Samuels traces France’s pervasive anti-Semitism to the 1832 betrayal of Marie-Caroline de Bourbon-Sicile, duchesse de Berry, by her trusted advisor, a “seductive yet volatile man” named Simon Deutz. The duchess, mother of the 11-year-old heir to the crown, had been exiled in the aftermath of the July Revolution, but far from placidly accepting this unwelcome turn of events, she rallied supporters and led a guerrilla army tasked with restoring the Bourbon dynasty to the throne. De Berry evaded authorities for six months, but on November 6, 1832, was found hiding in a Nantes home. Upon emerging from a secret compartment, she reportedly said, “I am the duchesse de Berry. You are French soldiers. I entrust myself to your honor!”
Deutz, the man responsible for the duchess’ discovery, was a Jewish convert to Catholicism who gave up his former confidant for a small fortune. In the aftermath of the betrayal, according to Samuels, the duchess’ supporters came to view Deutz’s action as emblematic of modernity—in other words, a “symbol for the evils … ushered in by the French Revolution.”
Adds Samuels, “The story transformed resistance to modernity into a passion play with the Jew as villain and, in so doing, helped make anti-Semitism a key feature of right-wing ideology in France.”
The Broken Heart of America: St. Louis and the Violent History of the United States by Walter Johnson
As the geographic center of the United States of America, St. Louis has seen more than its fair share of historical happenings. In The Broken Heart of America, historian Walter Johnson traces the city’s evolution—including Lewis and Clark’s 1804 expedition, the Missouri Compromise, the 1857 Dred Scott decision, and the 2014 uprising in nearby Ferguson—from the nation’s “most radical city” to an urban center marred by racial inequality.
“The story of human geography of St. Louis is as much a story of ‘Black removal’—the serial destruction of Black neighborhoods and the transfer of their population according to the reigning model of profit and policing at any given moment—as of white flight,” writes Johnson in the book’s introduction.
Imperialism, capitalism and racism have long coalesced in St. Louis, but far from being a representative city at once torn between “east and west, north and south,” the historian argues, the Missouri capital has, in fact, “been the crucible of American history,” much of which has “unfolded from the juncture of empire and anti-Blackness in the city of St. Louis.”

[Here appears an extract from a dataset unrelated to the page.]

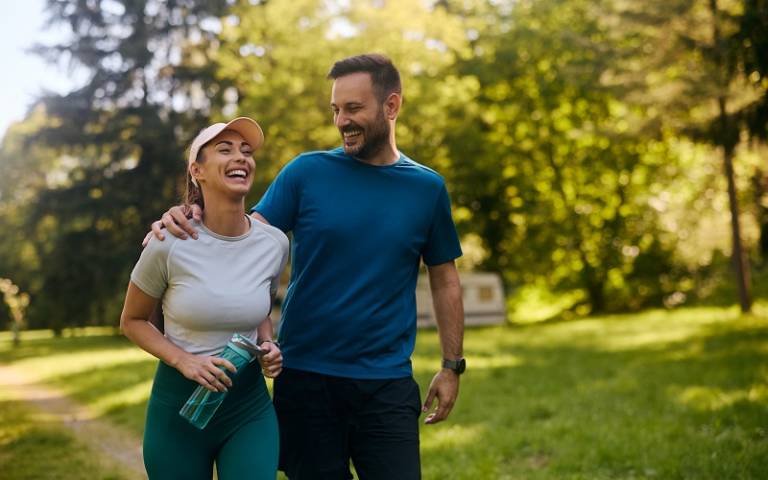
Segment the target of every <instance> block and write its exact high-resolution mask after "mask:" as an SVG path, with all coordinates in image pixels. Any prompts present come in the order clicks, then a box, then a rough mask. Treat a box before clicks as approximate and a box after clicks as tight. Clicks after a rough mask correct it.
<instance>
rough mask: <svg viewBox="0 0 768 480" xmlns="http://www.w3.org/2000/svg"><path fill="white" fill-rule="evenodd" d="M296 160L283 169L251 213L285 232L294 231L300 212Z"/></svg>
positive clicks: (254, 207)
mask: <svg viewBox="0 0 768 480" xmlns="http://www.w3.org/2000/svg"><path fill="white" fill-rule="evenodd" d="M297 170H298V166H297V162H296V159H294V160H293V161H291V162H290V163H289V164H288V165H286V166H285V167H283V169H282V170H281V171H280V173H278V174H277V178H275V180H274V181H273V182H272V184H271V185H270V186H269V188H268V189H267V191H266V192H265V193H264V196H263V197H261V200H259V203H257V204H256V205H255V206H254V207H253V208H252V209H251V212H258V213H259V214H261V215H262V216H263V217H264V218H266V219H267V221H268V222H269V224H270V225H272V226H275V227H277V228H279V229H280V230H282V231H284V232H289V231H291V230H293V227H294V225H295V224H296V216H297V214H298V211H299V188H298V184H297V181H298V176H299V175H298V173H299V172H297Z"/></svg>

Virginia Woolf’s A Room of One’s Own contains several sayings that have since become mainstays in the feminist lexicon. The 1929 essay’s title, for example, is commonly used to describe the privacy and independence needed to foster female creativity. Anonymous Is a Woman, a new offering from women’s rights expert Nina Ansary, derives its title from another oft-repeated Woolf quote: “I would venture to guess that Anon, who wrote so many poems without signing them, was often a woman.”
In keeping with the British writer’s line of thinking, Anonymous Is a Woman explores the stories of 50 female innovators whose accomplishments have been largely overlooked. Beginning with En Hedu-Anna, an Akkadian woman who was the world’s first known female astronomer, and ending with Alice Ball, a 20th-century American chemist who discovered a treatment for leprosy, the book uses short biographical sketches illustrated by artist Petra Dufkova to unravel 4,000 years of gender inequality. As Ansary writes in the book’s opening chapters, “It was a challenge to select only fifty women. … [D]espite formidable cultural barriers, women have developed their skills and talents, employed their intellect and creativity, and achieved distinction in diverse endeavors.”
Proceeds from the sale of Anonymous Is a Woman will be donated to the Center for Human Rights in Iran and the London School of Economics Centre for Women, Peace and Security.